Aging. It is a fact of life. Some grow old gracefully while others start to see time take its toll early on. The good news is that there are daily treatment protocols, which if done consistently, can help delay, reverse and repair the effects of aging. Sometimes it is not easy to incorporate a daily routine of multiple products, but in the end, it is worth it.
You did not get aging skin overnight and there is no overnight product that will reverse the signs of aging. It takes time to repair damage so be patient. There are certain key ingredients that have been scientifically proven to work... all you have to do is be diligent and give this treatment protocol time and it will work.
The first step in correcting aging skin is to cleanse morning and night with a alpha-hydroxy acid (AHA) or beta-hydroxy acid (BHA). Choosing a hydroxy acid will depend on your skin type. Glycolic acid and Lactic acid (AHA) are a wonderful choice for almost any skin type. Super sensitive skin's may not tolerate this well at first, so an introductory period of 1 day a week and increasing the number of days as the weeks go on is a great way to acclimate the skin. Salicylic acid (BHA) is great for oily, acneic, congested and even sensitive skin types. The reason these acids work well for aging is because they break down the cement that binds dead skin cell together, going around the cell to penetrate into the epidermal layer. Choose a cleanser that has a low pH. The lower the pH the better absorption you will have. When the skin is at a low pH, it acts like a sponge soaking and pulling ingredients in. This is imperative for the absorption of other products, like serums, after the cleanse.
Glycolic Acid: derived from sugar cane; helps to exfoliate dull skin cells, rejuvenates, balances the skin and encourages collagen production. See a difference in lines, wrinkles, hyperpigmentation and refined skin texture.
Lactic Acid: derived from milk; very hydrating, exfoliates, refines and clears skin and promotes the growth of new cells and collagen. See a difference in hydration, lines, wrinkles, hyperpigmentation and refined skin texture.
Salicylic Acid: derived from willow bark (the same ingredient aspirin is made of); exfoliates, anti-inflammatory, refines skin texture, kills bacteria. Great for treating acne and inflamed skin.

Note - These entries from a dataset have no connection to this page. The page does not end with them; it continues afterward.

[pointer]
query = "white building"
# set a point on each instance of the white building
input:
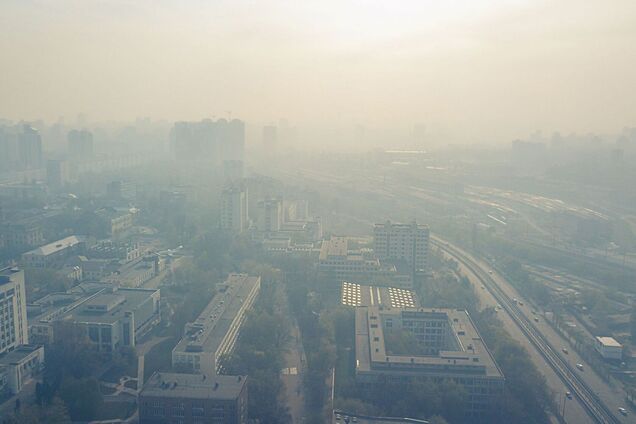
(214, 333)
(20, 365)
(14, 325)
(402, 243)
(269, 215)
(234, 214)
(45, 256)
(609, 348)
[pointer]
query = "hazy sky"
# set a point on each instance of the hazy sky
(471, 68)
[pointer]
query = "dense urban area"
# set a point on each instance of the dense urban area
(317, 212)
(169, 275)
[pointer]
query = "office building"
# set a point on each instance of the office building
(608, 348)
(448, 348)
(57, 173)
(337, 263)
(80, 144)
(269, 215)
(112, 317)
(234, 203)
(209, 140)
(19, 366)
(30, 148)
(53, 253)
(407, 243)
(14, 328)
(214, 333)
(172, 398)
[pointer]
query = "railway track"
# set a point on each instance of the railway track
(590, 401)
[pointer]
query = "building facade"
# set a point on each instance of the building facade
(172, 398)
(234, 213)
(214, 333)
(13, 313)
(402, 242)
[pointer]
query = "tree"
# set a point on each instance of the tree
(82, 396)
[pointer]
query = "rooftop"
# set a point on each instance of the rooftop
(55, 246)
(115, 305)
(197, 386)
(18, 354)
(354, 294)
(208, 330)
(471, 355)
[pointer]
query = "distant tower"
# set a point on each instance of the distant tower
(270, 138)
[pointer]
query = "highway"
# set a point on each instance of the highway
(593, 405)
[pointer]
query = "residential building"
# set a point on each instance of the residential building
(14, 328)
(172, 398)
(209, 140)
(30, 148)
(234, 213)
(448, 348)
(269, 215)
(406, 243)
(57, 173)
(21, 365)
(608, 348)
(80, 144)
(112, 318)
(214, 333)
(338, 263)
(49, 254)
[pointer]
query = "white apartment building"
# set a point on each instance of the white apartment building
(14, 328)
(234, 214)
(406, 243)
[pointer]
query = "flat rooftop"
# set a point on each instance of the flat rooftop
(193, 386)
(470, 358)
(336, 246)
(18, 354)
(55, 246)
(208, 330)
(121, 301)
(354, 294)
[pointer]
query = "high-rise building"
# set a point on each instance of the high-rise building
(209, 140)
(234, 213)
(406, 243)
(80, 144)
(30, 148)
(270, 138)
(13, 331)
(269, 215)
(57, 173)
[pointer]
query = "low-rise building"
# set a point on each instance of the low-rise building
(448, 348)
(193, 399)
(48, 255)
(20, 365)
(112, 318)
(338, 263)
(214, 333)
(608, 348)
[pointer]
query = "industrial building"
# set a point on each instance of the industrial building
(214, 333)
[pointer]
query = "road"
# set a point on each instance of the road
(291, 375)
(586, 398)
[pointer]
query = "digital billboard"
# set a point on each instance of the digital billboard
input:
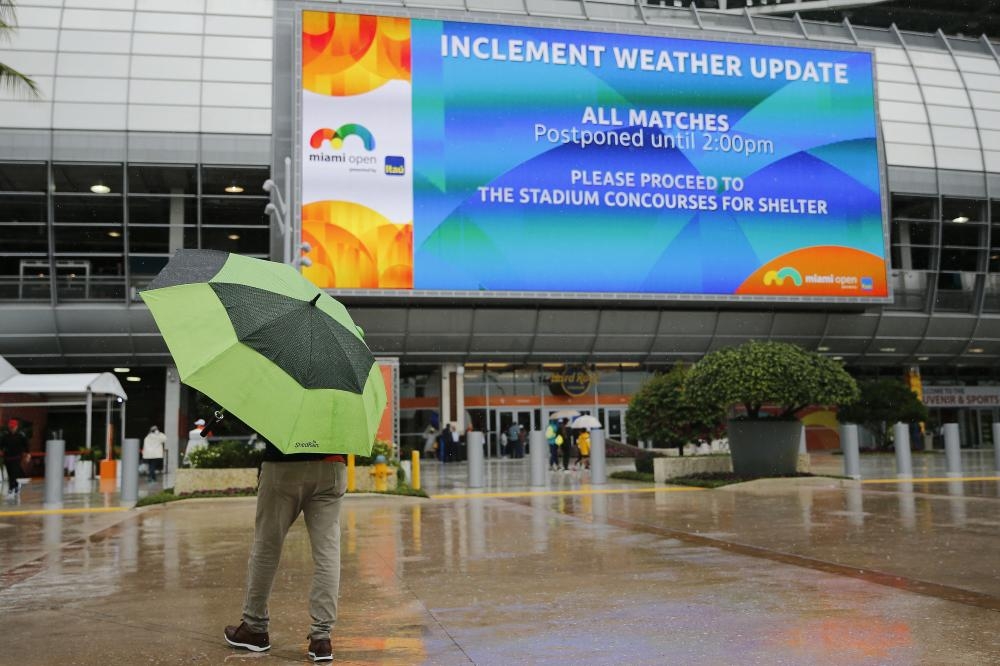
(454, 156)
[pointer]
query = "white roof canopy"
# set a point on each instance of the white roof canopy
(101, 383)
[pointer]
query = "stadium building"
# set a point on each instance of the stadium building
(514, 262)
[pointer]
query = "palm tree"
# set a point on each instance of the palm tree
(10, 78)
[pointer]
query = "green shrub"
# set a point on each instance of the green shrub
(779, 375)
(663, 413)
(381, 447)
(226, 455)
(644, 463)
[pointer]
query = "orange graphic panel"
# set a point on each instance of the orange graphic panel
(819, 271)
(356, 248)
(346, 54)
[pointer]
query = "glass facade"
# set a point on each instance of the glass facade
(100, 232)
(945, 253)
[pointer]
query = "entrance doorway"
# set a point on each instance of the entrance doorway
(505, 418)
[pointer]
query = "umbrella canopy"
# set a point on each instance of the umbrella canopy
(586, 421)
(271, 348)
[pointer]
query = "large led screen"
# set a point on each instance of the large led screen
(441, 155)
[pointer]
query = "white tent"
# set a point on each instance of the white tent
(65, 389)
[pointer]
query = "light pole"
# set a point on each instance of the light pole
(278, 209)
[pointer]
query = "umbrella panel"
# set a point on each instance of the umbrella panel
(304, 341)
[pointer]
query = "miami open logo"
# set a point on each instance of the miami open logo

The second day time step is incorporating a Vitamin C serum into your morning regimen. Vitamin C protects skin cells and skin's support structure from UV-related damage, strengthens the skin's barrier response, promotes collagen production, lessens hyperpigmentation and reduces inflammation. It is a very active ingredient so you may have to start slow, 2-3 times weekly, then build to using every day. You want to use a serum that has a low pH. The lower the pH of the skin/product, the better absorption you will receive. Make sure you use Vitamin C during the day to combat free radical damage.
Your night regimen will be a retinol. Retinol is the purest form of Vitamin A and is one ingredient that can penetrate into the cell. Dermatologists and Aestheticians use Vitamin A for many conditions including anti-aging, anti-acne, hyperpigmentation and skin refinement. Retinol is a very potent ingredient and penetrates rapidly, sometimes leading to sensitivity and solar sensitivity. You should only use Vitamin A during the night time as it is photosensitive. Again, you should allow your skin some time to acclimate to the ingredient. Start by using 2-3 times weekly, then gradually increasing to every night. If you are pregnant or nursing it is suggested that you do not use vitamin A.
Using a hyaluronic acid serum would be great to incorporate into your regimen as well. Hyaluronic acid binds a 1,000 times its weight in water. It is a humectant, so it pulls moisture from the air and deposits it into the skin. Your body naturally produces hyaluronic acid, but as your skin ages, it depletes. Dehydration, lack of water (not lack of oil), causes a multitude of problems in the skin. You can be oily and still be dehydrated. In my years as an Aesthetician, about 90% of all of my clients are dehydrated. Water intake does help, but you have to apply hydration topically in order to see a true difference in lines and wrinkles.
Finally, using a great moisturizer and a SPF UVA/UVB "broad spectrum" protection is key. A moisturizer has a large molecule and is meant to sit on top of the skin to prevent water evaporation. I strongly suggest every skin type using a moisturizer, regardless if you are oily or acneic. If you lose moisture, your skin reacts by producing more oil. So, if you are oily/acneic/combination, it will help regulate your sebum production. SPF is the most important factor of all. If you do not wear SPF of at least 15 every day on your face/neck/décolleté, you might as well not do anything to your skin at all. Sun damage contributes to 90% or more of aging. Of course, if you are out in the sun for extended periods of time, you will need a higher SPF. Try to find a SPF that has a chemical and physical block in it. Examples of a physical block are titanium dioxide and zinc oxide. Also, make sure you use the sunscreen as directed and reapply as necessary. Try to find a SPF that is specific to your skin type.
As you can see, if you were not born with beautiful skin, you will have to work at getting it and keeping it. Your skin is the first defense against all the elements, the largest organ in the body and the first thing people see when they look at you. It will be with you for a lifetime... treat it right!